Turns out, glass was never recycled there because it wears the machinery down and comes with all manner of safety issues. Instead, it was separated and sold by the city. Now that market has evaporated, and recycling costs are 30 times more than the revenue generated.

This isn’t just a Columbus phenomenon. Other communities including Harrisburg, Pennsylvania, and Baton Rouge, Louisiana, have ditched glass recycling as well.

Why is this happening?

A couple of reasons. First, falling oil prices have made virgin plastic materials cheaper to use than their recycled glass counterparts.

But why has the process of recycling glass — a product that can be efficiently and endlessly reused with no loss in quality — become so expensive? That brings us to the second point. As is often the case with complicated environmental issues, we are partly to blame:

“Now what comes with the glass are rocks, shredded paper, chicken bones people left in their takeout containers, and hypodermic needles,” Mr. [Curt] Bucey [executive vice-president of Strategic Materials Inc.] said. The company has had to invest in expensive machinery to separate the glass from the trash, then has to dispose of the garbage, making recycling a much costlier equation.

As someone who used to coordinate events at a nature center, I can testify to the head-smacking amount of refuse that folks blindly toss into recycling stations, and I don’t doubt the added cost of garbage disposal.

But what’s the alternative for responsible citizens, who don’t want to throw bottles and jars in the trash can?

It’s time to institute the fourth R: Reduce, Reuse, Recycle, Refuse. If we all avoid packaging in the first place, then recycling becomes a moo point.
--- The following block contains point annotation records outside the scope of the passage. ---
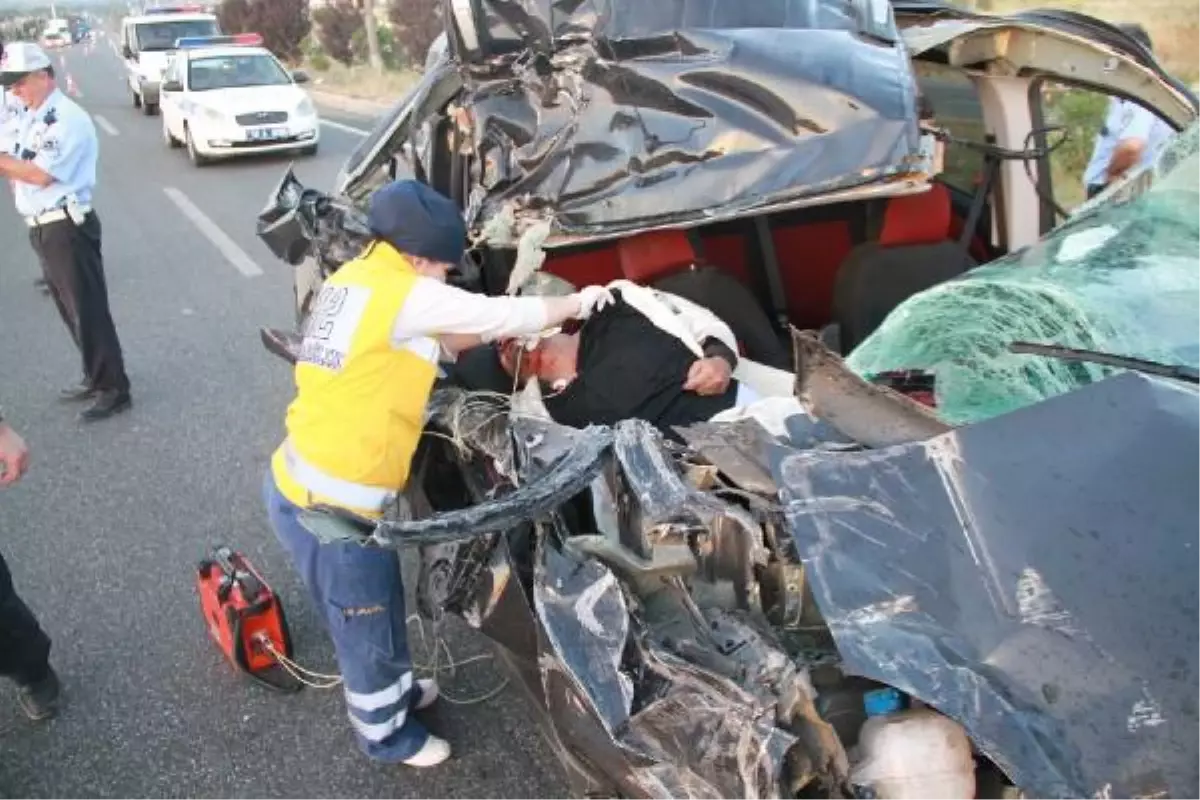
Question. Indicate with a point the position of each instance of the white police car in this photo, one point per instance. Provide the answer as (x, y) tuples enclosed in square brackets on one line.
[(225, 96)]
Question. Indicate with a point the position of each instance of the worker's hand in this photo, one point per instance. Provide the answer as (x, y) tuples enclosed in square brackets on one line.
[(593, 299), (13, 456), (708, 376)]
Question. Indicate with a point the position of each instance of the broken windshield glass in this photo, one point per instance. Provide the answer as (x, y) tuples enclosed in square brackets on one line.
[(1122, 277)]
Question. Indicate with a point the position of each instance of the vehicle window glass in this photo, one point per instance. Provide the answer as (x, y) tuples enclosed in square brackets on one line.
[(957, 108), (162, 36), (235, 71), (1093, 124)]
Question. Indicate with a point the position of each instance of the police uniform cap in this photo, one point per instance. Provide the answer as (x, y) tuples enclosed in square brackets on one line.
[(19, 59), (418, 221)]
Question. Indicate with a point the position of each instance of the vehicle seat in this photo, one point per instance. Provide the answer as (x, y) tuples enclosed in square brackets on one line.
[(666, 260), (915, 251)]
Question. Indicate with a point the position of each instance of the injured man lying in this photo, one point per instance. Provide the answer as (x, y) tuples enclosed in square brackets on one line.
[(648, 355)]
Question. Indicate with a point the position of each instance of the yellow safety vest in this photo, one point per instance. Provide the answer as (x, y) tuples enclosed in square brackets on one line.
[(360, 400)]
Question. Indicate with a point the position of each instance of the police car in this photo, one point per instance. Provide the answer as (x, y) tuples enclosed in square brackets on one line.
[(225, 96)]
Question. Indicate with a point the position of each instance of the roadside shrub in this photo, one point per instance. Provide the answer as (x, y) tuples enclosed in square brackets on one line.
[(283, 24), (415, 24), (232, 16), (319, 61), (336, 25)]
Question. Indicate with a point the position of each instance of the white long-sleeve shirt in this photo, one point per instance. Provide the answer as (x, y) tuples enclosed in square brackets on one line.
[(435, 308)]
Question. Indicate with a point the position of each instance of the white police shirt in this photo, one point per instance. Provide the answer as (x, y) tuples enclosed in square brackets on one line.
[(12, 114), (1126, 120), (60, 138)]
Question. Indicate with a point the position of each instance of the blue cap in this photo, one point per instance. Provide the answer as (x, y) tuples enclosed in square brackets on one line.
[(418, 221), (882, 701)]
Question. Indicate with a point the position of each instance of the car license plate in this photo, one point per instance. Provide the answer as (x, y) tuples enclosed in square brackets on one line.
[(265, 134)]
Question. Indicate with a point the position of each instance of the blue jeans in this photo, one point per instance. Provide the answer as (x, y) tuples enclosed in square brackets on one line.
[(359, 594)]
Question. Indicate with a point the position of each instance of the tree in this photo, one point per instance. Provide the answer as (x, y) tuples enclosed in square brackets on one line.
[(283, 24), (232, 16), (370, 28), (415, 24), (336, 25)]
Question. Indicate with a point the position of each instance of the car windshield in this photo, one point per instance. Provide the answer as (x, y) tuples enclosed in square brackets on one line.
[(234, 72), (162, 36), (1122, 277)]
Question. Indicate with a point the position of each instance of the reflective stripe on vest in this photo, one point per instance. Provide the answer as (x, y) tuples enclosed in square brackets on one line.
[(355, 495)]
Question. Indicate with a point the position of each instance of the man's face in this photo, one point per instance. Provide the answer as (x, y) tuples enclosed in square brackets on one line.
[(34, 88)]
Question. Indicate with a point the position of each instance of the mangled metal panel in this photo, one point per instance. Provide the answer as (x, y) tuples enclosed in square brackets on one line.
[(1121, 278), (1032, 577)]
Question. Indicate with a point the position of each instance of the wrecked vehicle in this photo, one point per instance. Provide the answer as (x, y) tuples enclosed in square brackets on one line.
[(743, 615)]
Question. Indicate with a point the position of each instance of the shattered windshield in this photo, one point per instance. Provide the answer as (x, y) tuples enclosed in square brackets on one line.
[(1120, 278)]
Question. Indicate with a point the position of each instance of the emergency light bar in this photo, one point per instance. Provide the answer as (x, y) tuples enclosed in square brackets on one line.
[(175, 10), (244, 40)]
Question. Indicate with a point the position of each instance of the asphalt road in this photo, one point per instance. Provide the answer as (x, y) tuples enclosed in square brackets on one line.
[(105, 533)]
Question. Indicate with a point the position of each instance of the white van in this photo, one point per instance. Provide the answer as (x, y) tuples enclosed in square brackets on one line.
[(149, 40)]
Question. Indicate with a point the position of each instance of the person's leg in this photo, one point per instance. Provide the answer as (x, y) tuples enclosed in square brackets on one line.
[(103, 359), (25, 651), (359, 593), (59, 275)]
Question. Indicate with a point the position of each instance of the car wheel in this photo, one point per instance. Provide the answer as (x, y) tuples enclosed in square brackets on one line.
[(195, 155), (171, 140)]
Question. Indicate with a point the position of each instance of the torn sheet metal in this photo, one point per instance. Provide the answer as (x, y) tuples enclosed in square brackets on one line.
[(1032, 577), (625, 115), (682, 732)]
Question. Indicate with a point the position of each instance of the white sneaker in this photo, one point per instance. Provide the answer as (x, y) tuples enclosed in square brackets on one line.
[(431, 755), (429, 689)]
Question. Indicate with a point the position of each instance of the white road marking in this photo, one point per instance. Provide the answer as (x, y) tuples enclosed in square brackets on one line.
[(348, 128), (105, 125), (234, 254)]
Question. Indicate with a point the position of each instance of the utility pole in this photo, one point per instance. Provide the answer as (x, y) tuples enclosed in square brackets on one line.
[(371, 29)]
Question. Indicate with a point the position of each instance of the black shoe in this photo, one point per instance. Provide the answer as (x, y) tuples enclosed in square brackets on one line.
[(40, 701), (81, 391), (108, 403)]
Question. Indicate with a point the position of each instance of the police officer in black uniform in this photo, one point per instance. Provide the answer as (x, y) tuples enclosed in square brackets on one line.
[(24, 647), (54, 169)]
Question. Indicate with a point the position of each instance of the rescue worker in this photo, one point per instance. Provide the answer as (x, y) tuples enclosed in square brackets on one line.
[(12, 113), (364, 373), (53, 167), (1132, 136), (24, 647)]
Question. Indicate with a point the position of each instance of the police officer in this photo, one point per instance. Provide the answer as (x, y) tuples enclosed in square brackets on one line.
[(364, 374), (24, 647), (1132, 136), (53, 168)]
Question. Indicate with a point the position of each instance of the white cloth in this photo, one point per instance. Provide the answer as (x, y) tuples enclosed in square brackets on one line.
[(688, 322), (435, 308), (1126, 120)]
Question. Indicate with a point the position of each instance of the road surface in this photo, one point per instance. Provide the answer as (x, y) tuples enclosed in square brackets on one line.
[(105, 533)]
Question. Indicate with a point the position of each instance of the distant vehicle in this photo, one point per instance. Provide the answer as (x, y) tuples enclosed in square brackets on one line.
[(149, 38), (226, 96), (57, 34)]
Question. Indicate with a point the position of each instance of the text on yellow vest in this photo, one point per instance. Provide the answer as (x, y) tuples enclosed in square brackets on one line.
[(360, 401)]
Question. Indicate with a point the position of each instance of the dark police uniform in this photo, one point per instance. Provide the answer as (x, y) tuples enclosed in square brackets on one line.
[(60, 138)]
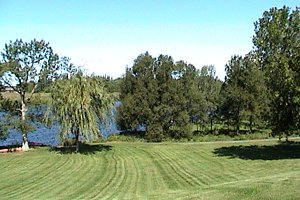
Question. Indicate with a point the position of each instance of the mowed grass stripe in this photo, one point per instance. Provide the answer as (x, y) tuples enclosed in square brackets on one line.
[(182, 170), (105, 175), (147, 171), (76, 175), (43, 179), (30, 174), (150, 172)]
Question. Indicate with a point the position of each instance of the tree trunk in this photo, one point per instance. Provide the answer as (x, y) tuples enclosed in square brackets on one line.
[(25, 146), (238, 125), (211, 123), (77, 140), (251, 122)]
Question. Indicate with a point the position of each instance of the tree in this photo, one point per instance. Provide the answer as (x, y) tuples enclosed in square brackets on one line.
[(209, 86), (78, 104), (24, 66), (233, 88), (277, 41), (245, 90), (156, 93)]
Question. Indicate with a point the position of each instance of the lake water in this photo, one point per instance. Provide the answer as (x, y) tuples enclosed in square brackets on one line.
[(50, 136)]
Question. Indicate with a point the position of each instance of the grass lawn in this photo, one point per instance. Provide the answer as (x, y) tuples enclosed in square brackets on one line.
[(221, 170)]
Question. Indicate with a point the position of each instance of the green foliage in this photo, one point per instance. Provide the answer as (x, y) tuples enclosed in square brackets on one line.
[(244, 90), (24, 66), (78, 104), (277, 43), (159, 94)]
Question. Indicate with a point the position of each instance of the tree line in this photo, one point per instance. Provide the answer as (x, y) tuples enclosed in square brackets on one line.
[(261, 87), (161, 98)]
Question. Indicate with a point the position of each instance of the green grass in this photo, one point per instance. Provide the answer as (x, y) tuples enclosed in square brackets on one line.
[(220, 170)]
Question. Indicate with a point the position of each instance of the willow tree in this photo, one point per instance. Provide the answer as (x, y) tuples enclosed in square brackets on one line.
[(78, 104), (24, 64)]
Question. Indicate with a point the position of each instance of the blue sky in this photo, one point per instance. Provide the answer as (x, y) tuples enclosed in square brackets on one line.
[(105, 36)]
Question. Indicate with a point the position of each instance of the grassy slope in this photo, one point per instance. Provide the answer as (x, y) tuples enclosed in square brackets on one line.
[(154, 171)]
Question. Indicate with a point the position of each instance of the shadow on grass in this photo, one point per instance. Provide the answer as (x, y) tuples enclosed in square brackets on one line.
[(83, 149), (286, 150)]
Hubby and I are as guilty as anyone, so into the kitchen I went, surveying the pantry and refrigerator for our own sources of disposable glass. Three culprits became clear:

  • beer
  • club soda
  • sauces like wooster worster worcestershire and soy

Sorry, Gaia, I’m not giving up the one bottle of worstetshushire we buy each year. But building a carbonator just got bumped up on the priority list, and no more forgetting our refillable growlers when we pick up groceries at the weekend farmer’s market. There’s no excuse for wasting landfill space with beer bottles when regional craft brews are a tap-pull away.

So save us a seat at the counter, Maltitude. We’ll be there bright and early Saturday morning.

All in the name of saving the planet, of course.